MGH & BWH Center for Clinical Data Science, Mass General Brigham, Boston, Massachusetts, United States of America.
Department of Radiology, Massachusetts General Hospital, Harvard Medical School, Boston, Massachusetts, United States of America.
PLoS One. 2022 Apr 29;17(4):e0267213. doi: 10.1371/journal.pone.0267213. eCollection 2022.
A standardized objective evaluation method is needed to compare machine learning (ML) algorithms as these tools become available for clinical use. Therefore, we designed, built, and tested an evaluation pipeline with the goal of normalizing performance measurement of independently developed algorithms, using a common test dataset of our clinical imaging. Three vendor applications for detecting solid, part-solid, and groundglass lung nodules in chest CT examinations were assessed in this retrospective study using our data-preprocessing and algorithm assessment chain. The pipeline included tools for image cohort creation and de-identification; report and image annotation for ground-truth labeling; server partitioning to receive vendor "black box" algorithms and to enable model testing on our internal clinical data (100 chest CTs with 243 nodules) from within our security firewall; model validation and result visualization; and performance assessment calculating algorithm recall, precision, and receiver operating characteristic curves (ROC). Algorithm true positives, false positives, false negatives, recall, and precision for detecting lung nodules were as follows: Vendor-1 (194, 23, 49, 0.80, 0.89); Vendor-2 (182, 270, 61, 0.75, 0.40); Vendor-3 (75, 120, 168, 0.32, 0.39). The AUCs for detection of solid (0.61-0.74), groundglass (0.66-0.86) and part-solid (0.52-0.86) nodules varied between the three vendors. Our ML model validation pipeline enabled testing of multi-vendor algorithms within the institutional firewall. Wide variations in algorithm performance for detection as well as classification of lung nodules justifies the premise for a standardized objective ML algorithm evaluation process.

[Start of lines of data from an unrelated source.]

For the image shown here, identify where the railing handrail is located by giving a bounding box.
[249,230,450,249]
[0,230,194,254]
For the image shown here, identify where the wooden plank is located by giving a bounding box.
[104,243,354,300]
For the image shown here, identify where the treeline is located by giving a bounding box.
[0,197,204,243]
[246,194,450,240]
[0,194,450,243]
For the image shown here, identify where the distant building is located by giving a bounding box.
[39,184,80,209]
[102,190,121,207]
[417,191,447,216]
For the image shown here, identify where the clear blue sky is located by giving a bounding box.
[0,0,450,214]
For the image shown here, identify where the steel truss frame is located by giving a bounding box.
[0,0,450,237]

需要一种标准化的客观评估方法来比较机器学习 (ML) 算法,因为这些工具即将可用于临床应用。因此,我们设计、构建和测试了一个评估管道,旨在使用我们的临床成像的共同测试数据集来标准化独立开发算法的性能测量。在这项回顾性研究中,使用我们的数据预处理和算法评估链评估了三种用于检测胸部 CT 检查中实性、部分实性和磨玻璃肺结节的供应商应用程序。该管道包括用于创建和去识别图像队列的工具;用于真实标签注释的报告和图像;服务器分区,用于接收供应商“黑盒”算法并在我们的内部临床数据(100 份胸部 CT 和 243 个结节)上进行模型测试,而无需通过我们的安全防火墙;模型验证和结果可视化;以及性能评估,计算算法召回率、精度和接收器操作特征曲线 (ROC)。检测肺结节的算法真阳性、假阳性、假阴性、召回率和精度如下:供应商 1(194、23、49、0.80、0.89);供应商 2(182、270、61、0.75、0.40);供应商 3(75、120、168、0.32、0.39)。三个供应商之间用于检测实性(0.61-0.74)、磨玻璃(0.66-0.86)和部分实性(0.52-0.86)结节的 AUC 各不相同。我们的 ML 模型验证管道使在机构防火墙内测试多供应商算法成为可能。用于检测和分类肺结节的算法性能存在广泛差异,这证明了标准化客观 ML 算法评估过程的前提是合理的。